Air in a system will displace refrigerant in a condenser resulting in high head pressure and higher than normal temperatures. The temperature at the valves of a compressor is about 50°F hotter than the discharge line temperature. This high temperature will cause carbonization of oil on the discharge valves. A build up will occur, and in a short time, the valves will leak. Leaking valves cause higher temperatures, causing more build up – finally, total failure.
Moisture in a system will react with refrigerant to form acids. Acids can cause electrical failures by eating at the wires on electrical terminals, can etch parts, and can travel throughout the system eroding other components.
All contaminants must be eliminated. A thorough evacuation will eliminate air and moisture. Solid contaminants, chips and dirt, can be trapped in strainers, filters, or filter driers.
Most modern day filter driers have acid removal capability. Replace the filter drier, and if the compressor is semi-hermetic, change the oil, until an acid test proves the system is free from acid.
Make good installation and service practices a habit. Keeping contaminants out of a system in the first place is better than any procedure to remove them.
Replacing a “burned-out” compressor presents the ultimate challenge in eliminating contaminants.
It is best to assume that all burnouts are bad burnouts and proceed accordingly. The chemical reactions that take place when a compressor burns out will create a lot of acid, moisture, and solids in the form of carbonized oil and “soot.” The soot will coat the inside of the discharge line at least to the first elbow, and depending on the size of the system, some distance beyond the elbow. The suction line may even be coated six inches to a few feet from the compressor. It is best to cutout, remove, and replace these coated sections of line with clean, new tubing (Government regulations no longer allow cleaning up by pumping R-11 through systems). An oversized liquid line filter drier should be installed along with a suction line filter designed for high acid removal and having access fittings for checking pressure drop through the suction line filter. They should be installed to facilitate easy replacement.
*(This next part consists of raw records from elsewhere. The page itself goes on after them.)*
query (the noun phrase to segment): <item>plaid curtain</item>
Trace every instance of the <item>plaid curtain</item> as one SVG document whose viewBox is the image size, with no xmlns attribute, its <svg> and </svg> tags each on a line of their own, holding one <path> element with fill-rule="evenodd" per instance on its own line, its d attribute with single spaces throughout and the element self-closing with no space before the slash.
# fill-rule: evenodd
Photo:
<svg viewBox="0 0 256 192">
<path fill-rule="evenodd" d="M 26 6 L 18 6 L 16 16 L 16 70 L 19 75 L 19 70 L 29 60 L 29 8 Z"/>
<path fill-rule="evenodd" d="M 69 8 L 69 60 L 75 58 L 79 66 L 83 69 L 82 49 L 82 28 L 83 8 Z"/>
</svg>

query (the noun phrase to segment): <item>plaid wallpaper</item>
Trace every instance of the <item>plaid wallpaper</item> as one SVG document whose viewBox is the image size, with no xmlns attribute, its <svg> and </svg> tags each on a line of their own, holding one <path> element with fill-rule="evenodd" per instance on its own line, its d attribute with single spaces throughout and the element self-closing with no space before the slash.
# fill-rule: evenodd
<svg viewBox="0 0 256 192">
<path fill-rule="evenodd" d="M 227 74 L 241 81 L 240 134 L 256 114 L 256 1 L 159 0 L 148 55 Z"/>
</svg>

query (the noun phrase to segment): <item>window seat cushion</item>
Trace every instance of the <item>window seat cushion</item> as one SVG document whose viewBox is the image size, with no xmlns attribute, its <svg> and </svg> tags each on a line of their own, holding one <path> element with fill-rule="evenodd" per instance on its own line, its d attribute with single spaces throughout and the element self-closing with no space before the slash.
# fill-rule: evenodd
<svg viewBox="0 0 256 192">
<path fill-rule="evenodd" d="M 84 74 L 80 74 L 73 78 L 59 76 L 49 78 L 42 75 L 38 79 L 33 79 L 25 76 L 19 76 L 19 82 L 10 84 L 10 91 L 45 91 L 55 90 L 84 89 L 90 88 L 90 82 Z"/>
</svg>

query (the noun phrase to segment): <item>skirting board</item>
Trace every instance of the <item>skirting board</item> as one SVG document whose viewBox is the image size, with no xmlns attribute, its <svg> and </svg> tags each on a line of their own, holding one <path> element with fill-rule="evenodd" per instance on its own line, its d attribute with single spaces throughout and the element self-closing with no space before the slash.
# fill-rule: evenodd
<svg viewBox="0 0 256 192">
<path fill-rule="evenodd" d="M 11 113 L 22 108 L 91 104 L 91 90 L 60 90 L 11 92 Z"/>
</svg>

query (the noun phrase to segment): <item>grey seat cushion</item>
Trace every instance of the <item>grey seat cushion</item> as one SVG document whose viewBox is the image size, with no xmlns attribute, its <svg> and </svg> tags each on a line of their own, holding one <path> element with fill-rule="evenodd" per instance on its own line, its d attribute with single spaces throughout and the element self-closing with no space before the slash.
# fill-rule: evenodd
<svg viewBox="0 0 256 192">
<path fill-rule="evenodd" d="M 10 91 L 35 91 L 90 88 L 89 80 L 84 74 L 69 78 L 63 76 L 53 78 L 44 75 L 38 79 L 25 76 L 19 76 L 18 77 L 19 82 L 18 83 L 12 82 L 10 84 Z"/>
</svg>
Deep or triple evacuation of the system is an absolute necessity to remove air and moisture before putting the system back into operation.
Of course, the technician has found the reason for the burnout, repaired the malfunction, and can now operate the system. After 48 to 72 hours of operation, the technician should return to check the pressure drop across the suction line filter and take an acid test. Depending on what is found, replace the suction line and liquid line filter driers until an acid test and pressure drop test shows no more contamination. The extra expense of proper clean up of a system will be more than paid for by the long life of the much more expensive compressor.